Coğrafi İşaretli Ürünler Zirvesi TOBB Başkanı M. Rifat Hisarcıklıoğlu, Gümrük ve Ticaret Bakanı Bülent Tüfenkci, Bilim Sanayi ve Teknoloji Bakanı Faruk Özlü, Ankara Valisi Ercan Topaca ve ATO Başkanı Gürsel Baran ile birlikte geniş bir izleyici kitlesinin katılımıyla gerçekleştirildi.
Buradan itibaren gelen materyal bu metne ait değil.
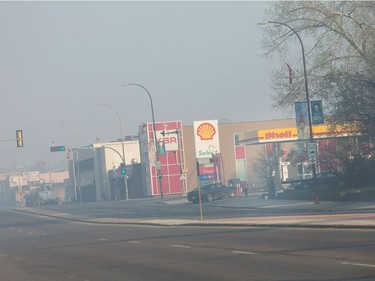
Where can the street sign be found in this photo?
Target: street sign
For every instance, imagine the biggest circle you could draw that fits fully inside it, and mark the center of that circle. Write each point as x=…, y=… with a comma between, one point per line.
x=57, y=148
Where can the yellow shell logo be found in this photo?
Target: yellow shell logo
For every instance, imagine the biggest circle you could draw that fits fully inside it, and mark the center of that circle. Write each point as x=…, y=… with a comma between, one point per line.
x=206, y=131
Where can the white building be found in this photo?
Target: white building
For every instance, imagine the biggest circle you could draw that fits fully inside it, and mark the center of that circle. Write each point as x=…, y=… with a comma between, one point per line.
x=95, y=172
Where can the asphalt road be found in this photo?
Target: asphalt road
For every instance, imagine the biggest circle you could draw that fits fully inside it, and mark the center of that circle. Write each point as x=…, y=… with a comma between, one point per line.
x=37, y=248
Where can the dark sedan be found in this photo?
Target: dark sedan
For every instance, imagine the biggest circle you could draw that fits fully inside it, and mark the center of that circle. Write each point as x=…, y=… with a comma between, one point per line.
x=210, y=192
x=324, y=179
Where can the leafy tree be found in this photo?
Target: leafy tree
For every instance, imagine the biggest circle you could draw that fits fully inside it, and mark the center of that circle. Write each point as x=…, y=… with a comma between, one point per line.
x=339, y=41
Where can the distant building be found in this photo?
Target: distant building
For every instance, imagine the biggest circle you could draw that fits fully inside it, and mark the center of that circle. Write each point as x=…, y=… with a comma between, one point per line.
x=95, y=170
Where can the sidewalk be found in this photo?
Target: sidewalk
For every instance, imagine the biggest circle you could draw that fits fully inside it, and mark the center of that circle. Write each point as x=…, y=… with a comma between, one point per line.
x=322, y=215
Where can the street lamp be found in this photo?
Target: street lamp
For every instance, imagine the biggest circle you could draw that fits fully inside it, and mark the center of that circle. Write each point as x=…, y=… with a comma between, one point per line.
x=123, y=149
x=75, y=158
x=311, y=135
x=155, y=140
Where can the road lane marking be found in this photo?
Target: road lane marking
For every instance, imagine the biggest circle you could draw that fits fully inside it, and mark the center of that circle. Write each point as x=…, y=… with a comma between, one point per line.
x=358, y=264
x=181, y=246
x=244, y=253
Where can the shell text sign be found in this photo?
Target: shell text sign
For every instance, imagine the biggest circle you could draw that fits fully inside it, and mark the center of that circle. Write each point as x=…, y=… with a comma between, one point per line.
x=206, y=131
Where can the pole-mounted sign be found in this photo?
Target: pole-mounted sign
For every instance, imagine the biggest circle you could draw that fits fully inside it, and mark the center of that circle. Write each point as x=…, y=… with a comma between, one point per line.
x=58, y=148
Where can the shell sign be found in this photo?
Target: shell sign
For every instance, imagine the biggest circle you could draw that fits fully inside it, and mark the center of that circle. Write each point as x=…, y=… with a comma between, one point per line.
x=206, y=136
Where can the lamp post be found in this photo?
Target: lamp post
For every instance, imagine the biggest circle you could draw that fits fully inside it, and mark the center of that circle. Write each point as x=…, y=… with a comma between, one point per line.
x=159, y=175
x=75, y=158
x=311, y=135
x=123, y=149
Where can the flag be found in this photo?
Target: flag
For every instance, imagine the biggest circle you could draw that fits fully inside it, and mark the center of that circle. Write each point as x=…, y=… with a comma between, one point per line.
x=290, y=73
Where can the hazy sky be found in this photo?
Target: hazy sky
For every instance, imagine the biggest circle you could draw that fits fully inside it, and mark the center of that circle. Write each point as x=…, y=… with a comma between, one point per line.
x=199, y=60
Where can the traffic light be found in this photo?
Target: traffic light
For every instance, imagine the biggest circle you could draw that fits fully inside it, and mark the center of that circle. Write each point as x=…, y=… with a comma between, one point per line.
x=57, y=148
x=19, y=138
x=123, y=168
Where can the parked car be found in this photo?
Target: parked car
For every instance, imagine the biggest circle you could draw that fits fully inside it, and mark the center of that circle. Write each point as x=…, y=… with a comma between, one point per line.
x=211, y=192
x=322, y=179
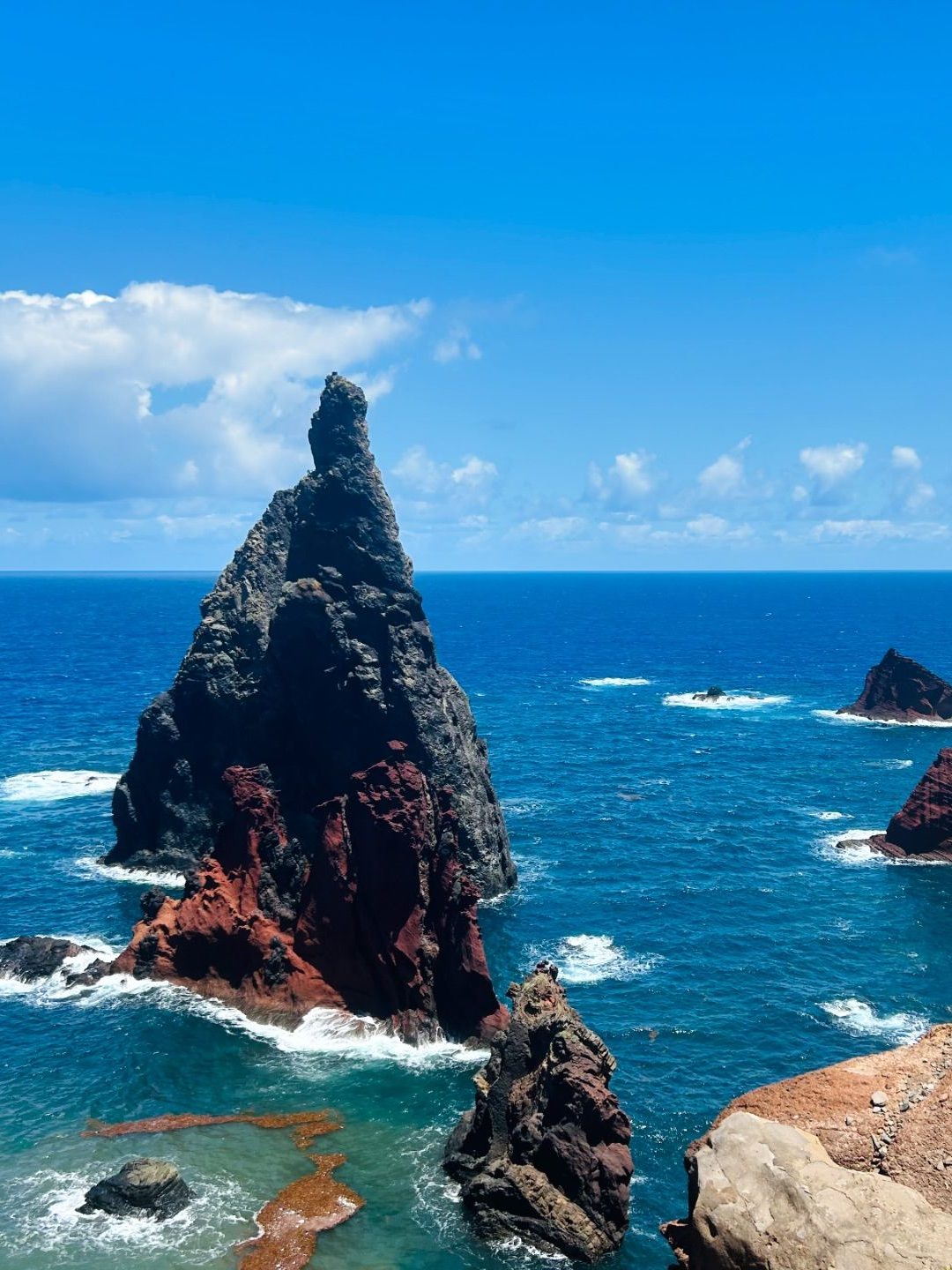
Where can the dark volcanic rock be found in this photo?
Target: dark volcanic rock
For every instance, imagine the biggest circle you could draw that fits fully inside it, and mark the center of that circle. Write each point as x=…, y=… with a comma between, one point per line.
x=545, y=1154
x=36, y=957
x=312, y=653
x=143, y=1188
x=923, y=828
x=903, y=691
x=371, y=912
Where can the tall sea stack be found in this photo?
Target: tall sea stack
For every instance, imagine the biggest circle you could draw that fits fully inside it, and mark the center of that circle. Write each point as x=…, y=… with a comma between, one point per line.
x=312, y=654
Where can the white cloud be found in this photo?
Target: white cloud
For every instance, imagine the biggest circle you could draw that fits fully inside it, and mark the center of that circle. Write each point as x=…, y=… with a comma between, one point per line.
x=829, y=465
x=905, y=459
x=457, y=344
x=551, y=528
x=877, y=531
x=167, y=386
x=626, y=482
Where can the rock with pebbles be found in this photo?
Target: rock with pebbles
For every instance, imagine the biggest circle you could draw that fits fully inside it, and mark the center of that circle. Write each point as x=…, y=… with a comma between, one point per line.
x=143, y=1188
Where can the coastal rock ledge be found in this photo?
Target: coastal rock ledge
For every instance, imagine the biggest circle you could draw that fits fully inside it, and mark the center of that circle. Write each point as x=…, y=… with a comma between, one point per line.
x=311, y=655
x=545, y=1154
x=923, y=828
x=900, y=690
x=847, y=1166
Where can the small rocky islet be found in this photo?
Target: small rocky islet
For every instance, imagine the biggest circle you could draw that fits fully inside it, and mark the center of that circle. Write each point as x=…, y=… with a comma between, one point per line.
x=317, y=775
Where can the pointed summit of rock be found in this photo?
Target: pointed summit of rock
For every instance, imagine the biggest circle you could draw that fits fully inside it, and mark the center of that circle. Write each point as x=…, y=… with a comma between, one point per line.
x=312, y=664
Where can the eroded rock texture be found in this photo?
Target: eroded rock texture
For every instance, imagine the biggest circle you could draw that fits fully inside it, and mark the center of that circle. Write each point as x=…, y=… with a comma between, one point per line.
x=888, y=1116
x=545, y=1154
x=923, y=828
x=767, y=1197
x=904, y=691
x=376, y=915
x=312, y=653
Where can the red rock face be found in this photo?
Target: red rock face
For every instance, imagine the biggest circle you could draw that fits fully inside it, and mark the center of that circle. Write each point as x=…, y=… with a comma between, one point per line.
x=902, y=690
x=374, y=915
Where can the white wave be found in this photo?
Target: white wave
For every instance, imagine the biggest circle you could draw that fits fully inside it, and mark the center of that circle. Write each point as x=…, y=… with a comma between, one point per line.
x=851, y=848
x=51, y=787
x=859, y=1019
x=833, y=716
x=48, y=1204
x=92, y=868
x=594, y=958
x=729, y=701
x=322, y=1032
x=616, y=683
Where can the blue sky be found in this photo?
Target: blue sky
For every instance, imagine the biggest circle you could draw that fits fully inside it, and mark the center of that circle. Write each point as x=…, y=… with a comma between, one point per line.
x=629, y=286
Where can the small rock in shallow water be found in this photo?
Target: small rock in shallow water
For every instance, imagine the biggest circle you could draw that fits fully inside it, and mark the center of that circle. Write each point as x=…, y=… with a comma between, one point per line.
x=143, y=1188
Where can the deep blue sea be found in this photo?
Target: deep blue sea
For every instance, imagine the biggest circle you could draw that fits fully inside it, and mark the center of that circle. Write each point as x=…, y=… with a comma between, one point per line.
x=674, y=862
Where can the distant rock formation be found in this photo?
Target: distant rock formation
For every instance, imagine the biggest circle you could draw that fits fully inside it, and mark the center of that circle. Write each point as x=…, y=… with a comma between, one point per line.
x=143, y=1188
x=923, y=828
x=766, y=1197
x=311, y=655
x=545, y=1154
x=900, y=690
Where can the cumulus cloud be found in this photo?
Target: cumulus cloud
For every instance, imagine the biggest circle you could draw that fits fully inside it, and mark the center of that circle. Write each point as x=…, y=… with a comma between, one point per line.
x=167, y=387
x=626, y=482
x=829, y=465
x=457, y=344
x=471, y=481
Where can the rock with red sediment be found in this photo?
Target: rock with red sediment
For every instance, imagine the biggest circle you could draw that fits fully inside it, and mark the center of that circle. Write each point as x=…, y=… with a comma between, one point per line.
x=378, y=918
x=923, y=828
x=888, y=1114
x=900, y=690
x=545, y=1154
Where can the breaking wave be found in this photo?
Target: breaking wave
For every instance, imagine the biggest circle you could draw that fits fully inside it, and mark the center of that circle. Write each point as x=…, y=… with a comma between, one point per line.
x=833, y=716
x=49, y=787
x=89, y=866
x=859, y=1019
x=729, y=701
x=616, y=683
x=594, y=958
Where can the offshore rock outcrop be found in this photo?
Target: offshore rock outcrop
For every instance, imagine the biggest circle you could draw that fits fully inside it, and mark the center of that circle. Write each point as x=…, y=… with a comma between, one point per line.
x=861, y=1169
x=900, y=690
x=311, y=655
x=545, y=1154
x=923, y=828
x=376, y=917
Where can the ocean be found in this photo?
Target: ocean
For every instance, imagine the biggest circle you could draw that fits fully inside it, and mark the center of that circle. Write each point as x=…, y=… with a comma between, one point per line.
x=674, y=862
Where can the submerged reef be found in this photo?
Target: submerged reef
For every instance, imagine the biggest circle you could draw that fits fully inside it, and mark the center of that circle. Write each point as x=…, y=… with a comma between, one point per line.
x=545, y=1154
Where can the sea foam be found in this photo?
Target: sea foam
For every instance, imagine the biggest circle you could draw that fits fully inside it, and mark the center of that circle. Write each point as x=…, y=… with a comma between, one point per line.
x=594, y=958
x=834, y=716
x=616, y=683
x=89, y=866
x=859, y=1019
x=729, y=701
x=49, y=787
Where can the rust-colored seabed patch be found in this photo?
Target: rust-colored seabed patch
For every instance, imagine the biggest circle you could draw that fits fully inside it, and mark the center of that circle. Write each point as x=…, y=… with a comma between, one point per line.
x=292, y=1221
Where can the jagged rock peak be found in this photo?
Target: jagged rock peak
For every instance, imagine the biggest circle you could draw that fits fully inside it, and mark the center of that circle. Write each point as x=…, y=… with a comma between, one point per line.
x=339, y=426
x=311, y=655
x=900, y=690
x=545, y=1154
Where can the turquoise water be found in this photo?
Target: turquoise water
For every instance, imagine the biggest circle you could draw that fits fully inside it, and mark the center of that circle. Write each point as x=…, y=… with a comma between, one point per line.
x=673, y=862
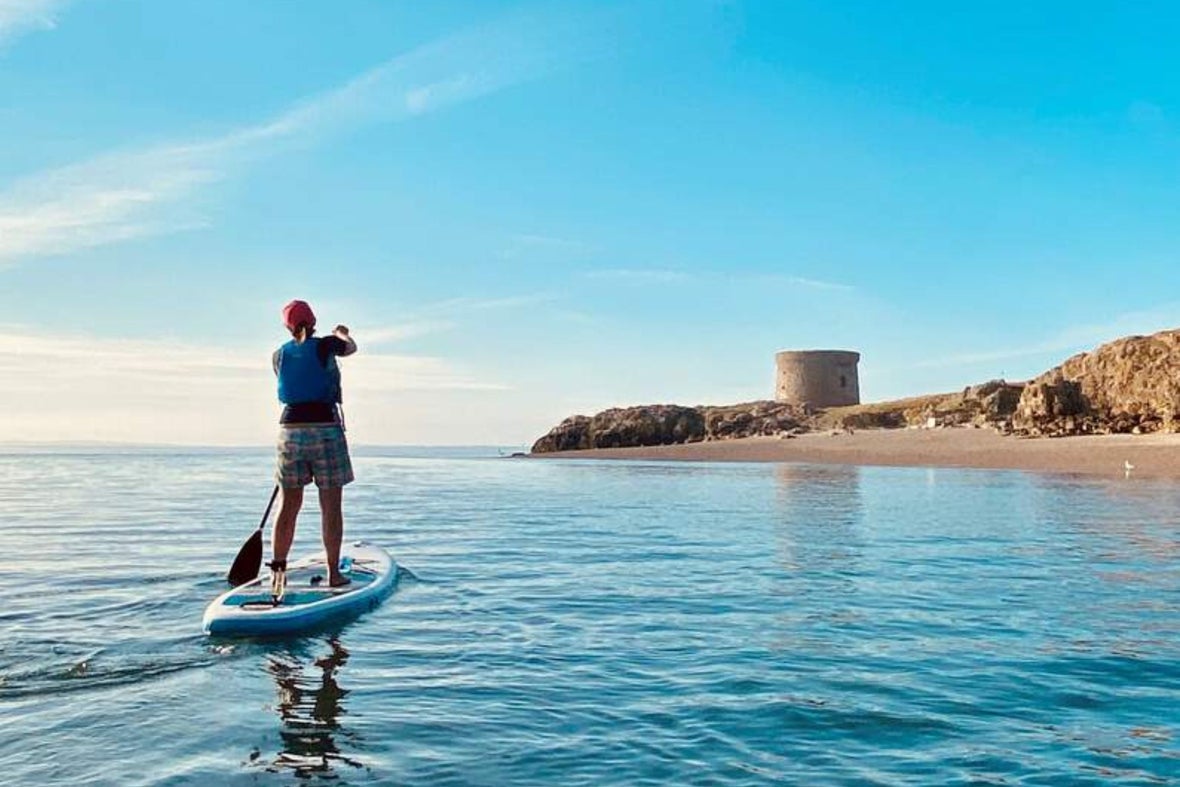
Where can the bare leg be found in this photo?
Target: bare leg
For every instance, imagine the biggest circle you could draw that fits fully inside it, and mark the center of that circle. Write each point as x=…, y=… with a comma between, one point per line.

TOBB Başkanı Hisarcıklıoğlu burada yaptığı konuşmada coğrafi işaretin önemine değindi. “Allah’a şükür bize petrol vermemiş, doğalgaz vermemiş” diyen Hisarcıklıoğlu bunun yerine çok daha önemli iki hazineye sahip olduklarını söyledi. Hisarcıklıoğlu şöyle konuştu: “Birincisi müthiş bir girişimci ruh vermiş. İkincisi de müthiş bir coğrafya vermiş. Anadolu’nun her şehrini yılda bir defa gezen bir kardeşiniz olarak söylüyorum. Her şehrimizden, ilçemizden, beldemizden zenginlik fışkırıyor.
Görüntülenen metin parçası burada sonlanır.